Symbol Distributions in Semantic Communications: A Source-Channel Equilibrium Perspective
why learned semantic symbols become heavy-tailed and how to regularize them.
Abstract
Semantic communication systems often use end-to-end neural networks to map input data into continuous symbols. These symbols, which are essentially neural network features, have fixed dimensions and often exhibit heavy-tailed distributions. However, the mechanism behind this distributional shape remains underexplored due to the end-to-end nature of encoder training, hindering systematic analysis and design. In this paper, we propose a parametric model for semantic symbol distributions. We model end-to-end training as inducing two coupled pressures on the symbol distribution: a source pressure that favors power allocation minimizing the average description cost, and a channel pressure that favors distributions with higher channel utilization. Under surrogate objectives that capture these effects, we obtain a Student’s t-distribution as a model for the semantic symbols. Experiments on image-based semantic systems show that the model closely predicts how the shape parameter varies with (i) explicit symbol rate control and (ii) dataset entropy variability. Furthermore, enforcing a target symbol distribution via regularization (e.g., a Gaussian prior) improves training convergence, which is consistent with our hypothesis.
Why This Matters
Semantic communication systems are usually evaluated by reconstruction quality, while the transmitted symbols are treated as a black-box by-product of training. That is a problem for deployment. Symbol statistics determine entropy, peak behavior, fronthaul compressibility, RF stress, and how well the learned interface matches a physical channel.

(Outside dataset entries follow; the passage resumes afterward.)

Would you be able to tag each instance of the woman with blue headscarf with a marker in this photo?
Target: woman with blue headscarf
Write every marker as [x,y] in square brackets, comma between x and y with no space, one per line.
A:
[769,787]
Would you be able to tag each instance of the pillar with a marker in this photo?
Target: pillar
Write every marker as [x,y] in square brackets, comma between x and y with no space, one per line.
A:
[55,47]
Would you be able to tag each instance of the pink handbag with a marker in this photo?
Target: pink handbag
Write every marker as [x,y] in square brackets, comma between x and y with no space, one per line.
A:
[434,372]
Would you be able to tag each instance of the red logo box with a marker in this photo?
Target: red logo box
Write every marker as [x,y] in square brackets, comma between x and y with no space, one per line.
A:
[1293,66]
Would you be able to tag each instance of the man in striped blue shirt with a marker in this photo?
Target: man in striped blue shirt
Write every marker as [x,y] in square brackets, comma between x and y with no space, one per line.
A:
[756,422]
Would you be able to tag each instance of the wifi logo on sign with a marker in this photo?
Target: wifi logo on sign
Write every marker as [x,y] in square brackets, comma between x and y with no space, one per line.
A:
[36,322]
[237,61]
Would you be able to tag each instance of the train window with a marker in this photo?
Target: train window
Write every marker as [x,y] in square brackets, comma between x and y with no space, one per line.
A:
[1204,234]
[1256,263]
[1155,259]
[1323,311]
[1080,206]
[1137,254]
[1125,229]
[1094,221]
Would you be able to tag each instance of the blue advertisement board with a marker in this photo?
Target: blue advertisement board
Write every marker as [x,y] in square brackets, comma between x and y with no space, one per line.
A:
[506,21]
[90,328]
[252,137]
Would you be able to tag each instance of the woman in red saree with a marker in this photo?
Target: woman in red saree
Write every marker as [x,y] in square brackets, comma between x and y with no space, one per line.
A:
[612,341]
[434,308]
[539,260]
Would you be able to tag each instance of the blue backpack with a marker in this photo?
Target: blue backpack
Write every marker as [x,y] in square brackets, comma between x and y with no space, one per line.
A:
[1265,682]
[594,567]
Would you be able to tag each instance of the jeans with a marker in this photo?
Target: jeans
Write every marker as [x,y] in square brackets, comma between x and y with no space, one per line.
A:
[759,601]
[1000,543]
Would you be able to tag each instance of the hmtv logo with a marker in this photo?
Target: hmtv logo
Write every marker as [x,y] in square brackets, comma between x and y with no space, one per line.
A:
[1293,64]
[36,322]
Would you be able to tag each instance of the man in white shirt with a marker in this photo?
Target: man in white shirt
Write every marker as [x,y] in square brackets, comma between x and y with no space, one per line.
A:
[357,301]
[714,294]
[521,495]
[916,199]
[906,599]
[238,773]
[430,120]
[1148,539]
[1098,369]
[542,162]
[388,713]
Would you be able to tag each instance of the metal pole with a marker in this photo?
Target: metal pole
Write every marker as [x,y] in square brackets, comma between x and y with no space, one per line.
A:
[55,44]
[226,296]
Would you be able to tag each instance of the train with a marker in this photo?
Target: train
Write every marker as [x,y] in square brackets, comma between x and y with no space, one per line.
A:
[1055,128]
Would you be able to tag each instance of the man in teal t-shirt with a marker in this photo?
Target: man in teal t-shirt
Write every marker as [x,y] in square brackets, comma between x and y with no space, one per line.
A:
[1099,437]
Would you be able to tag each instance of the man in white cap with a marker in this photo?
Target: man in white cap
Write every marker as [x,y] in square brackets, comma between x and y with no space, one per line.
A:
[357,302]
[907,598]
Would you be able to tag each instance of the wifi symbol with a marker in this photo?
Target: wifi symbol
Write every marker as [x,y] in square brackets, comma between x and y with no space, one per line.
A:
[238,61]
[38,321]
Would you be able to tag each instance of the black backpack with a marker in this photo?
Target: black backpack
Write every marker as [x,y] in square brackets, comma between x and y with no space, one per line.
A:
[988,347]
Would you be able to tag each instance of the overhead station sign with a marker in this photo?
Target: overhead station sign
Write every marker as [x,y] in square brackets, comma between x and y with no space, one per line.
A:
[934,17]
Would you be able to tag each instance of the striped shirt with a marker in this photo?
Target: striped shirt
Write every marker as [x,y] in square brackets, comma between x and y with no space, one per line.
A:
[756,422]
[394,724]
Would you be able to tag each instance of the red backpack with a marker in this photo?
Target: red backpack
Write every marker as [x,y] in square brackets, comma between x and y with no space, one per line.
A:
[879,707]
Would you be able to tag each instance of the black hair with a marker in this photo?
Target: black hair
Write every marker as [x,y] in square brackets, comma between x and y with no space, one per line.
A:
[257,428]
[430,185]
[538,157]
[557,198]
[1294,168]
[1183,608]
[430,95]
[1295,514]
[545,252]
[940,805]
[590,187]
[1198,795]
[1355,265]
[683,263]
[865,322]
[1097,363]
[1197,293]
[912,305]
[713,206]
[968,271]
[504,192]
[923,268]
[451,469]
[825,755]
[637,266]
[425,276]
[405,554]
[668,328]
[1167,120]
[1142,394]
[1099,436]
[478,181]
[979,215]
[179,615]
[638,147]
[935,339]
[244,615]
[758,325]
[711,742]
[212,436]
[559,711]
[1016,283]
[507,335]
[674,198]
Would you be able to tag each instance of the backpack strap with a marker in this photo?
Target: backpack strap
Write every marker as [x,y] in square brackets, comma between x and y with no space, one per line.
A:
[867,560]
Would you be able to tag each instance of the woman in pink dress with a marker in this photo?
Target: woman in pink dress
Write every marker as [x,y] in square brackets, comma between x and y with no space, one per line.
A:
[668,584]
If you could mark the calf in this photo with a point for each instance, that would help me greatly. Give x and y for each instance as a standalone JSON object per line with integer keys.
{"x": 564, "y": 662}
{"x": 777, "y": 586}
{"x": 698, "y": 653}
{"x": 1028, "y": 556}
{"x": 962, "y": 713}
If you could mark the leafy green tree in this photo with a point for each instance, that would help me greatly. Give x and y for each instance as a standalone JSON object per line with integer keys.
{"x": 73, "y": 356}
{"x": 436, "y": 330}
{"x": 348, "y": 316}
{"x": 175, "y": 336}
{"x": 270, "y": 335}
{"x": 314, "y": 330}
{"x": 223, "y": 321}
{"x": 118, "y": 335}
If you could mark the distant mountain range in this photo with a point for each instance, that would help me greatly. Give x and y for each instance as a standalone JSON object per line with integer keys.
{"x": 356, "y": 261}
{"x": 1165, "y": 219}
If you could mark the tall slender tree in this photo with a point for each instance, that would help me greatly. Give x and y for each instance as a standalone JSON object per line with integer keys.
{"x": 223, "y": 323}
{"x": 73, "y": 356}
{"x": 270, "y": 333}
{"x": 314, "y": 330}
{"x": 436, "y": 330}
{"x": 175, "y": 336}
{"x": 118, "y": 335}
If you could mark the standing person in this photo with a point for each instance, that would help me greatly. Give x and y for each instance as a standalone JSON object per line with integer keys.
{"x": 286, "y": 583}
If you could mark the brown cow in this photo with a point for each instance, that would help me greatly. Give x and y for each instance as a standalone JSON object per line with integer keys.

This work makes those statistics analyzable. It separates two forces that are usually entangled in end-to-end training: channel pressure, which prefers high-entropy channel-useful symbols, and source pressure, which prefers energy allocation that behaves like implicit variable-length coding.
What This Paper Does
The paper derives a Student-t symbol model from a source-channel tradeoff and validates it on image semantic communication systems. DeepJSCC, which has a fixed symbol budget, produces heavier-tailed symbols because it must adapt through symbol amplitudes. NTSCC, which has explicit symbol-rate control, shifts closer to a Gaussian-like regime because part of the rate adaptation is handled structurally.
The same logic explains dataset effects. ImageNet has much larger image-to-image entropy variability than CIFAR-10, so fixed-length transmission benefits more from implicit rate adaptation and learns heavier tails. CIFAR-10 is more uniform, so the learned distribution is closer to Gaussian.
Key Results
- The learned symbol distribution is well described by a variance-normalized Student-t family.
- Explicit symbol-rate control pushes symbols toward larger
nu, i.e., a more Gaussian-like regime. - Larger sample-to-sample source entropy variability pushes fixed-length systems toward heavier tails.
- Training SNR changes the fitted tail behavior, showing that the channel condition also shapes the latent law.
- A weak Gaussian-prior regularizer improves convergence in source-coding-dominated regimes, supporting the idea that distribution shaping affects training dynamics.